Çevremiz, yaşamımız, doğa, iklim ve ekosistemin hassas dengeleri hakkında çok sayıda yazı kaleme aldık. Son 20 yılda sosyal yaşamda çok daha fazla etkileşim bulmuş bir kavram olup, kendince herkesin daha bilgili daha duyarlı olduğunuz gözlemlediğimiz bir sahadır.
Elbette ki bizler basın yayın mensupları olarak, incelemek araştırmak ve bazı toplumsal saptamaları yaparak, topluma ayna tutmak, olması gerekeni ortaya koymak, yanlışı eleştirmek ve yeni bir bakış açısı ortaya koymak ile mükellefiz.
Bizler yazılarımızı derlerken, bilim insanlarının araştırmalarına, bilimsel verilere dayanmak zorundayız. Ancak bu kaideyle kaleme aldığımız makalelerin kayda değer olması mümkündür. Toplumda çevre ilgisinin artması, insanların ellerine pankart alıp protestoya gitmeleri gibi, Kaz Dağları örneğinde olduğu şekilde, ünlü, ünsüz binlerce insanın mevzuya konu maden ocağını boykot gösterileri düzenlemeleri gibi, çok sayıda değişik türde “refleks göstermek” olarak algılanıyor.
Geçtiğimiz günlerde, saygın bilim insanlarımızdan Celal Şengör hocamızın, madenleri protesto eden çevrecileri sert şekilde eleştirmesi medyada oldukça yer aldı. Hocamız kendine münhasır üslubu yüzünden oldukça tepki çekti. Bilgi birikimleri neredeyse uçsuz bucaksız çok az sayıda bilim insanlarımıza hiç değilse yaşlarından dolayı çok daha hoş görülü olmamız gerektiğini düşünüyorum.
Aynı şekilde, fikrine katılmadığımız insanları dinlemek, yaratıcılık özellikleri nedeniyle her daim farklı bakış açılarına sahip zanaatkarları, sanatçıları anlamaya çalışmak gibi, bilim insanlarının da hitabetinde pervasız olma özgürlüğü olduğu düşünüyorum.
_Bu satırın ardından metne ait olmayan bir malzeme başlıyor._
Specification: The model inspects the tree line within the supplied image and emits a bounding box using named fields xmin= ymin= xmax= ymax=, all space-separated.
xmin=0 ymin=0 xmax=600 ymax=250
Çünkü onların bizlere hiç ama hiç ihtiyacı olmadığı, bizlerin onların müstesna kişiliklerine muhtaç olduğumuz gerçeğini kabul etmemiz gerekiyor.
Bu onların her dediği doğrudur, her yaptıkları münasiptir anlamı taşımaz. En başta kendileri, var olan, olagelen her şeyi incelemek, araştırmak ve hepsinden çok sorgulamakla, eleştirmekle alakalıdırlar.
Burada yapılması gereken, kendimize dönüp bakıp, kendimizi sorgulamak olmalıdır. Konu, maden ocaklarının çevreye verdiği zararlardı. Tüm dünya, beşeri hayat, ekonomi, ticaret, iskan, ulaşım ve iletişim dahil, aklımıza gelebilecek her tür amelimizi besleyen imalatın altında madenler bulunmakta.
Yerleşik hayata geçen ilk insandan bugüne, endüstriyi, sanayi ve son yüzyılda hepsinden fazla teknolojiyi besleyen üretimler madenler sayesinde yapılmaya devam etmektedir. Şehirlerimizi inşa eden binalar, taş, demir, mıcır, çimento madenleri ile yapılmakta. Hiç kimse ev sahibi olmak istemiyorum demezken, taş ocağına karşıyız şeklinde bir argüman geliştirmek ne denli gerçekçi bir tutum olabilir?
Bir kısım çevreci elbette ki, madenin kendisine değil, üretim sırasında çevreye verdiği zarara dikkat çekmeye özen gösterirken, çoğu kesim, ne yazık ki; yalnızca kendisini popülizm yapan grupların akışına bırakmış, o akışa kapılıp gitmiş insanlardan oluşan güruhtur. Neye ve neden karşı çıkması gerektiğini dahi sorgulamamıştır. Konudan haberi yoktur.